I have wished my entire life to be like everyone else and just be content with whatever was handed to me. But I have never been able to adapt or change the fundamentals, my heart and morals of who I am. I have mastered the art of being a chameleon but at the end of the day I will always forgive, always love, always care. This is my true nature and how I was created and regardless of the offenses done to me I will wish nothing but good things for those that love or hate me. I may be an “enigma” but I am an enigma with a genuine heart. If I cared once, I still do and will forever. This is the essence of the beast inside of me. This is the pendulum that swings back in forth through my mind and this in itself is why I find myself in such a constant state of unhappiness. I understand when others say that “happiness” and “moving forward” is a choice, and it is to an extent, but what they fail to understand about me is that I am different from whatever version or idea of me they have in their head.

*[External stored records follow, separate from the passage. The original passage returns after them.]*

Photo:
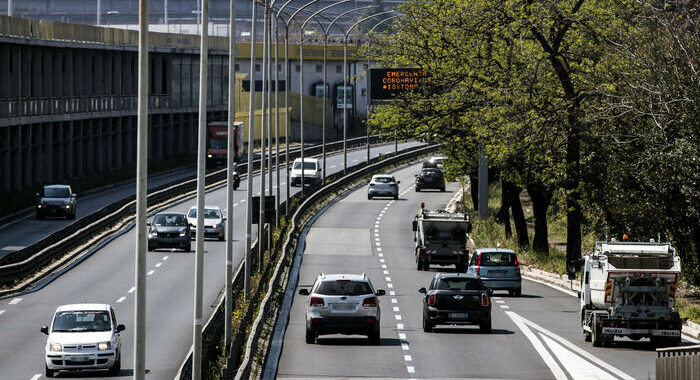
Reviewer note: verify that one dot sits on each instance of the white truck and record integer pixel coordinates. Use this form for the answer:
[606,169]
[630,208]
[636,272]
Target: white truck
[628,289]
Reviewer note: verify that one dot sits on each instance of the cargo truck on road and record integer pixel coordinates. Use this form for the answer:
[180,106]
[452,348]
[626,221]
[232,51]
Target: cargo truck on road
[628,290]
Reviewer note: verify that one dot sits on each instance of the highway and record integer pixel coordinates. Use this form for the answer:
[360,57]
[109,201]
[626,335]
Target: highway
[535,336]
[108,277]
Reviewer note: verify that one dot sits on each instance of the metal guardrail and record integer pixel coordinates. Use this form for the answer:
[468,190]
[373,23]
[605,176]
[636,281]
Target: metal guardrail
[678,363]
[22,263]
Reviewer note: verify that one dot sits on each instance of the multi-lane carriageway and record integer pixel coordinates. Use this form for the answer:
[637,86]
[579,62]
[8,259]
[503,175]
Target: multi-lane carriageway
[535,336]
[108,277]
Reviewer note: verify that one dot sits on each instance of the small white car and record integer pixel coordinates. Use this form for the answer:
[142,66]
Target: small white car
[383,185]
[342,304]
[213,222]
[312,172]
[83,337]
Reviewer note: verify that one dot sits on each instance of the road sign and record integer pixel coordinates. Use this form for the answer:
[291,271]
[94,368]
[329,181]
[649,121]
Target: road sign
[387,84]
[269,209]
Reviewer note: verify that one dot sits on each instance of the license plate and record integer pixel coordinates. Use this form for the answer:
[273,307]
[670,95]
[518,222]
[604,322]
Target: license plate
[343,306]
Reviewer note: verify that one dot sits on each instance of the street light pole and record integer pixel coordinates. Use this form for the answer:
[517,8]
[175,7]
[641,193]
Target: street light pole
[201,169]
[141,197]
[251,137]
[230,169]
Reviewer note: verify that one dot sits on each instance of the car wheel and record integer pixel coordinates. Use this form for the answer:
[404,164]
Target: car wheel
[375,336]
[427,325]
[310,337]
[485,327]
[117,366]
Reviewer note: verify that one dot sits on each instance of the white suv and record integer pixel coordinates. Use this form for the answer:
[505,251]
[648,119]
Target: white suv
[83,337]
[312,172]
[342,304]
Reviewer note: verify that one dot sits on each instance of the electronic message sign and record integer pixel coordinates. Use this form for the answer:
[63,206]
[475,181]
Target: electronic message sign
[386,84]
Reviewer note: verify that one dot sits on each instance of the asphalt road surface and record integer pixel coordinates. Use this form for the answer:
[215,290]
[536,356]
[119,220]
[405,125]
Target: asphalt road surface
[108,277]
[535,336]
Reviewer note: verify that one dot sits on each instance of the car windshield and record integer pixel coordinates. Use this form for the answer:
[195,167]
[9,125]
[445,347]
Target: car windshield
[219,144]
[170,220]
[344,288]
[209,213]
[307,165]
[57,192]
[458,283]
[81,321]
[497,259]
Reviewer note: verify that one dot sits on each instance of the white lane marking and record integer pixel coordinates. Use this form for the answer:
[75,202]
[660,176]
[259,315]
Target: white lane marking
[539,347]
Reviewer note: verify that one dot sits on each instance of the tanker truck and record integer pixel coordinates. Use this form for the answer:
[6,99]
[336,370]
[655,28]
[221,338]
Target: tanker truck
[627,290]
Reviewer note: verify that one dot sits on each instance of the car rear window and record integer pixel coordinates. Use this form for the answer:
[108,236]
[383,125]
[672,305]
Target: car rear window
[495,259]
[458,283]
[344,288]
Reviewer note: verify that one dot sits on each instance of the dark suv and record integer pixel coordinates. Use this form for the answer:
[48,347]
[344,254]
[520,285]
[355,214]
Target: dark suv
[430,178]
[456,299]
[56,200]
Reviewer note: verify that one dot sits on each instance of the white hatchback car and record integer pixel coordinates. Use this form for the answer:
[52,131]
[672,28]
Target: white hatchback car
[83,337]
[342,304]
[213,222]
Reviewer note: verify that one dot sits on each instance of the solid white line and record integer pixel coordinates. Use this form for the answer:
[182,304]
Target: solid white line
[539,347]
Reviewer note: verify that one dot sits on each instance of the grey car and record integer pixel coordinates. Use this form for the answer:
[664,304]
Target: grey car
[383,185]
[56,200]
[342,304]
[498,269]
[169,230]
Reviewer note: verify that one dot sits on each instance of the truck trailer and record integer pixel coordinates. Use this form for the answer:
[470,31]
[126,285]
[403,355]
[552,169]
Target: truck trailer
[628,290]
[217,143]
[441,238]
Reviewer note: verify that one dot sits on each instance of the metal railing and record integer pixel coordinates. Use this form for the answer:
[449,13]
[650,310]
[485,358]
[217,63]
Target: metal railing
[678,363]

I’m still the insecure little girl seeking nothing but love and approval from everyone around her. I crave acceptance and understanding more than anything in this world, so If I have to sacrifice myself to accommodate others by sharing or not sharing parts of myself to spare others I do it.
I do see how trying to please everyone can be confused for “manipulation”, questioned intentions or being “fake,” but if people could stare straight into the intentions of my heart, they would see that I am not a bad person that seeks ill will toward anyone. I just want to love people for who and what they are, while having that same love and acceptance given to me in return. My problem is that I will never ask for it, not openly at least. Instead I’ll try to show it by sacrificing my feelings or emotions for another’s peace and happiness. I do unto others what I hope they would be willing to do unto me. But that rarely is possible. Still I can’t be happy if those I am with are unhappy. What’s mine is yours and what’s yours is still yours as well. I don’t ask out of fear. I don’t ask because I feel like I am asking too much and maybe it’s because I am too much. This is why I give out small unique pieces of myself to those I genuinely love and care for, catered to meet them and their needs. Nothing makes me happier than bringing joy to others…but nothing hurts me more than having to hide or suppress parts of myself to accommodate whoever I am with at any given moment.
I guess I hope that if you take anything from my rambling thoughts or conundrum of emotions and explanations, it’s this..
Just like everyone else on this planet, I too have “skeletons in my closet.” but that isn’t the problem. My issue is that instead of the “skeletons” just being secrets and regrets from the past, the true skeleton in the closet is actually me.